Even so, the Wildlife Division still intends to pursue
buying a portion of the property from the private coal-mining/electrical power
generating American Electric Power (AEP) company.
AEP has stated it wants to sell off the area in large
parcels. This has generated heat of its own, along with heartburn for Wildlife
Division officials.
The acreage consists of a huge chuck on land, expanding over
several southeast Ohio counties and is comprised of several designated wildlife
areas. These properties are enormously
popular with outdoors enthusiasts of all stripes; from campers to anglers to
hunters to birders to hikers.
An effort in January to work out a deal for buying several
thousand acres in a “core” section of the area failed to produce an agreement,
says Ray Petering, chief of the Wildlife Division.
“We’re trying to find federal dollars which seems to have
helped in AEP not selling off everything so quickly,” Petering said recently to
a group of outdoors writers.
Petering also said that whatever the agency can pick up it
won’t be a paltry size piece of real estate, either. Rather, any purchase would
run in “several thousand acres” and not several hundred, Petering says.
“We’ve told AEP that we’re in for something,” Petering said.
“The door and lines of communication are still open.”

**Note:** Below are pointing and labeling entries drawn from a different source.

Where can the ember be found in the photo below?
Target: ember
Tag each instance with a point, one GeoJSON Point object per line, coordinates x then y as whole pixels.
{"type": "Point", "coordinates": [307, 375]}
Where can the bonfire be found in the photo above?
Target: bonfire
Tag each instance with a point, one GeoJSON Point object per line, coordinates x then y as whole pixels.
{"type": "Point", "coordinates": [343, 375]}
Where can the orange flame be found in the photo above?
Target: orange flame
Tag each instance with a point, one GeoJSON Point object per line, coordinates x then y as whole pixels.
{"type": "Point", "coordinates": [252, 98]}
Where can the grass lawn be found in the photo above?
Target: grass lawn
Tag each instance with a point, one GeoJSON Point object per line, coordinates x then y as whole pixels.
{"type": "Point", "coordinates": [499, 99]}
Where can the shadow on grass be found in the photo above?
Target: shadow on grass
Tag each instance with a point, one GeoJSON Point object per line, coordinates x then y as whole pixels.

Petering said too that his agency is most interested in
acquiring land found within a core segment of the current boundaries. And any
buy should include as much water-associated property as possible along with
good habitat or at least property that could be developed for good wildlife
habitat, Petering says.
Petering said too that any deal would almost certainly
require as many as four years to complete.
“We should get something, which is better than nothing,”
Petering said.
Even so, that something will require money. And given that an
initial assessment paints AEP property as costing $2,000 per acre, any
land-buying agreement would require a huge cash outlay.
Complicating any prospective purchase is that acreage where
so-called “shallow coal” exists would be valued even higher. It is here where
mineral – coal – extraction is easiest; thus, less expensive to mine and
consequently more desirable to any likely commercial suitor, Petering says.
This is why the Wildlife Division is looking to partner with
major national land-conservation groups and others in providing financial
assistance.
And it is here where the subject of potential resident
hunting and fishing license fee increases enters the picture. With fewer
available dollars now hanging out in the Wildlife Fund there exists a lessened financial
opportunity for the Wildlife Division to salvage what it can of the AEP
property, Petering acknowledged.
“We will do what we can with what we have,” Petering said.
As for the parent Ohio Department of Natural Resources, that
entity stands behind the Wildlife Division in securing AEP property while still
opposing license fee increases for Ohio resident hunters and anglers.
“We do support Wildlife with regards to AEP,” said Gary
Obermiller, a Natural Resources Department assistant director. “We wanted to
buy the entire 60,000 acres but AEP didn’t want to go with that.”